JCCNetwork.id- Federasi Sepak Bola Dunia (FIFA) resmi menjatuhkan sanksi kepada Persatuan Sepak Bola Seluruh Indonesia (PSSI) buntut dari tindakan rasis yang dilakukan oleh sebagian suporter tim nasional Indonesia dalam laga persahabatan melawan Bahrain beberapa waktu lalu.
Sanksi yang dijatuhkan FIFA terdiri dari denda sebesar Rp400 juta serta pengurangan kapasitas penonton sebesar 15 persen dalam pertandingan kandang berikutnya. Insiden pelanggaran terjadi di tribun utara dan selatan stadion, di mana sejumlah suporter dinilai melakukan aksi rasis yang bertentangan dengan semangat fair play dan toleransi yang dijunjung FIFA.
Menanggapi sanksi tersebut, pengamat sepak bola nasional Mohamad Kusnaeni menilai peringatan ini harus menjadi alarm serius bagi PSSI dan seluruh elemen pendukung timnas. Ia menegaskan bahwa sanksi dari FIFA bukanlah hal sepele yang bisa diabaikan.
“Fenomena fanatisme suporter Indonesia sudah menjadi perhatian dunia. Sebagian besar pecinta sepak bola di berbagai belahan dunia kini mengenal sepak bola Indonesia karena fanatisme suporternya. Fenomena tersebut tidak boleh kebablasan. Fanatisme suporter Indonesia tidak boleh berbalik jadi bumerang yang merugikan,” ujarnya saat dihubungi Republika, Ahad (11/5/2025).
Menurutnya, fanatisme suporter Indonesia telah menjadi perhatian dunia internasional. Namun, jika tidak dikelola dengan baik, fanatisme itu dapat berkembang menjadi tindakan-tindakan negatif, seperti ujaran kebencian hingga tindakan rasis yang mencoreng nama bangsa.
Bung Kus menekankan pentingnya edukasi berkelanjutan kepada para pendukung timnas.

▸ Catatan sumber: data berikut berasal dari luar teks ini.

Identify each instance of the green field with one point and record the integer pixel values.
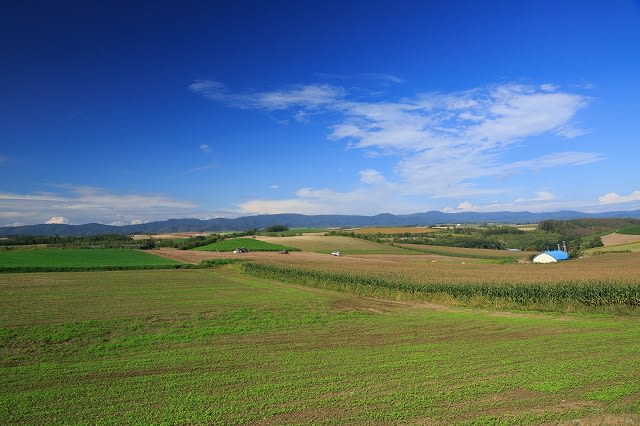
(81, 258)
(222, 347)
(249, 243)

Ia menilai bahwa banyak suporter baru yang belum sepenuhnya memahami cara mendukung tim secara positif dan beretika, terutama saat terlibat di ruang digital seperti media sosial.
“Ada sebagian pendukung timnas yang tergolong belum lama menjadi suporter fanatik. Kelompok seperti ini biasanya belum memiliki pemahaman yang cukup tentang cara menyalurkan fanatisme mereka,” jelas Bung Kus.
Ia juga mendorong PSSI untuk tidak hanya fokus pada kampanye nilai-nilai positif, tetapi juga aktif menjalin komunikasi dengan kelompok-kelompok suporter. Menurutnya, kolaborasi dengan simpul-simpul pendukung timnas adalah kunci untuk membangun atmosfer yang sehat di dalam dan luar stadion.
“Selain aktivitas kampanye nilai-nilai positif, PSSI juga harus banyak berkomunikasi dengan simpul-simpul kelompok suporter. Ajak dan libatkan mereka dalam upaya edukasi tersebut. Bagaimana pun, suporter fanatik adalah aset bagi timnas dan sepak bola Indonesia secara keseluruhan. PSSI harus bisa merawat dan mengelola fanatisme mereka agar berdampak positif, bukan sebaliknya,” kata dia.
Sanksi dari FIFA ini menjadi peringatan keras bahwa sepak bola bukan hanya soal permainan di atas lapangan, tetapi juga mencerminkan perilaku kolektif para pendukung di tribun. PSSI kini dituntut untuk mengambil langkah konkret dalam menanggulangi potensi pelanggaran serupa di masa depan.